La décision américaine de quitter l’UNESCO, si elle a fait grand bruit, n’a pourtant rien d’exceptionnel. Et pourrait fort bien être liée à la nomination d’Audrey Azoulay à la tête de l’institution.
L’Afrique du Sud avait ouvert la voie : en 1956, le gouvernement « blanc » avait quitté l’organisation coupable, à ses yeux, de s’être mêlée de problèmes raciaux internes au pays. Ensuite, pendant une génération, l’UNESCO a œuvré calmement pour rapprocher les peuples grâce au développement de l’éducation, de la science et de la culture, sans distinction de race, de sexe ou de religion, comme l’impose la Charte des Nations unies. En 1984, toutefois, le président Reagan décide, en pleine guerre froide, de se retirer de l’Organisation sous prétexte que celle-ci développe des thèmes de paix qui constituent « les thèmes par excellence de la propagande soviétique ».
Après la chute du rideau de fer, George W. Bush décide de revenir dans l’Organisation car il a besoin de se concilier le maximum de pays avant d’envahir l’Irak. Puis, en 2011, le président Obama – eh oui même lui !– annonce qu’il ne veut plus participer au financement de l’UNESCO protestant ainsi contre le fait que l’Organisation avait admis la Palestine dans ses rangs. 107 voix pour, 14 contre: ce sont les contre qui ont raison ! Fidélité à Israël oblige.
Et voici qu’en ce mois d’octobre 2017, Trump et Netanyahou décident de se retirer de l’UNESCO. La raison invoquée est si ridicule qu’on devrait en rire si le sujet n’était pas aussi lourd d’angoisse. Le 7 juillet, le comité du Patrimoine mondial de l’UNESCO a classé la vielle ville d’Hébron, en Palestine, comme site d’une « valeur universelle exceptionnelle ». En Palestine ! Voilà le crime. Où fallait-il situer Hébron ? Pas en Israël puisque cet Etat occupe le territoire mais ne l’a pas (pas encore ?) annexé. Pas en Cisjordanie puisque cet Etat n’existe pas. Alors ? A l’évidence Hébron est en Palestine occupée. Mais Trump et Netanyahou n’en ont cure.
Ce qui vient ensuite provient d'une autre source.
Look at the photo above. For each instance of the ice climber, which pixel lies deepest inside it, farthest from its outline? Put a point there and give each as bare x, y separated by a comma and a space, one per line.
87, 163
Ils ont raison contre le reste du monde.
Coïncidence : ils se retirent juste avant la nomination d’une Française, Audrey Azoulay, à la tête de l’UNESCO. Officiellement tous les deux sont ravis de cette nomination. Mais comment ne pas penser qu’ils auraient eu plus de mal à vilipender l’Organisation et à la quitter s’ils avaient attendu l’arrivée de Madame Azoulay, une juive, comme directrice générale de l’UNESCO ? Aujourd’hui, ils se réjouissent donc. Mais demain ? J’en prends le pari : demain ils vont déchanter.
Audrey Azoulay est une femme de conviction. Elle mettra peut-être plus de forme dans ses propos qu’Irina Bokova, la Bulgare à qui elle succède. Mais elle ne transigera pas sur l’essentiel. Avec elle, l’UNESCO continuera à défendre les opprimés contre les occupants. En Palestine comme ailleurs.
N’en déplaise à Messieurs Netanyahou et Trump.